Finding the right mix of stocks for your portfolio takes time and plenty of patience. Fortunately, the market gives us plenty of options to consider. Among those options are some truly stellar options, such as my three favourite TSX stocks.
Favourite #1: TD Bank
Toronto-Dominion Bank (TSX:TD)(NYSE:TD) is the first of my favourite TSX stocks to consider. To be fair, Canada’s big banks are always a great option to consider for your portfolio. But as to what makes TD that stellar option for your portfolio, there are several key reasons.
First and foremost, TD boasts a stable and reliable domestic segment. In the most recent quarter, that segment earned $2,236 million, reflecting a humble 2% increase over the prior year. Keep in mind that overall, the bank earned $3,811 million in the quarter. In other words, that domestic segment fuels a good chunk of TD’s earnings. This allows the company to invest in growth, which leads me to the second point.
Few Canadians may realize this, but TD has a sizable presence in the U.S. that is rapidly growing. In fact, TD’s U.S. branch network is now larger than its domestic market, stretching from Maine to Florida. That growth is set to accelerate further thanks to TD’s deal to acquire First Horizon bank, which will expand the bank’s market in the southeastern U.S.
Finally, let’s talk dividends. TD has been paying out generous dividends without fail for over a century. The current yield works out to 4.24%, making it one of the better-paying options on the market.
Favourite #2: Enbridge
Enbridge (TSX:ENB)(NYSE:ENB) is another great addition to a list of favourite TSX stocks to consider. The energy infrastructure behemoth may be best-known for its substantial (and very defensive) pipeline network, but it does offer more.
Don’t get me wrong; that massive pipeline network generates cash for the company and is often compared with a toll network.
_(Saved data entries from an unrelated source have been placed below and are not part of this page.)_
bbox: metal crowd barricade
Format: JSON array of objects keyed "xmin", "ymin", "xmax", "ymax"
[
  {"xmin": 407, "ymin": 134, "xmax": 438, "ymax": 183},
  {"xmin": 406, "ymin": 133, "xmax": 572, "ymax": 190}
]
But I would be remiss if I didn’t mention Enbridge’s renewable energy segment.
Over the past two decades, Enbridge has invested billions into building a renewable energy portfolio. That investment will continue to grow over the long term and offer an alternative (and diversify itself) from its better-known pipeline business.
Prospective investors should also note that Enbridge is also one of the largest natural gas utilities on the continent. This adds an additional element of diversification to an already lucrative investment.
Turning to income, Enbridge has one of the best-paying yields on the market. The dividend works out to a handsome yield of 5.98%.
Favourite #3: RioCan
Rounding out the list of favourite TSX stocks to consider is RioCan Real Estate (TSX:REI.UN). RioCan is one of the largest real estate investment trusts (REITs) in Canada, with a massive portfolio of over 230 properties. RioCan’s portfolio has historically consisted of mostly commercial and retail properties, but that allocation is shifting.
Specifically, that shift is more towards residential. RioCan has a growing number of mixed-use properties situated on high-traffic transit routes in Canada’s metro areas. In short, these are appealing options to people that were otherwise priced out of the overheated real estate market.
As an investment, RioCan is great for prospective investors that were considering a rental property. Specifically, RioCan provides a monthly distribution like a rental property, but without much of the risk associated with renting.
Perhaps best of all, that risk is spread out over hundreds of units instead of one property, and there’s no down payment requirement.
RioCan’s monthly distribution has a yield of 4.96%. This means that a $50,000 investment, which is far less than a typical down payment, will earn a monthly income of $206.
Even better: investors not ready to draw on that income yet can reinvest it until needed, allowing that income to grow even more.
Those are my favourite TSX stocks right now. What are yours?
No investment is without risk, and that includes the three stocks mentioned above. Fortunately, all three of the stocks above are established in their respective fields. They also boast some defensive appeal and offer a healthy (and growing) dividend.
In other words, they are, in my opinion, great options for any well-diversified portfolio.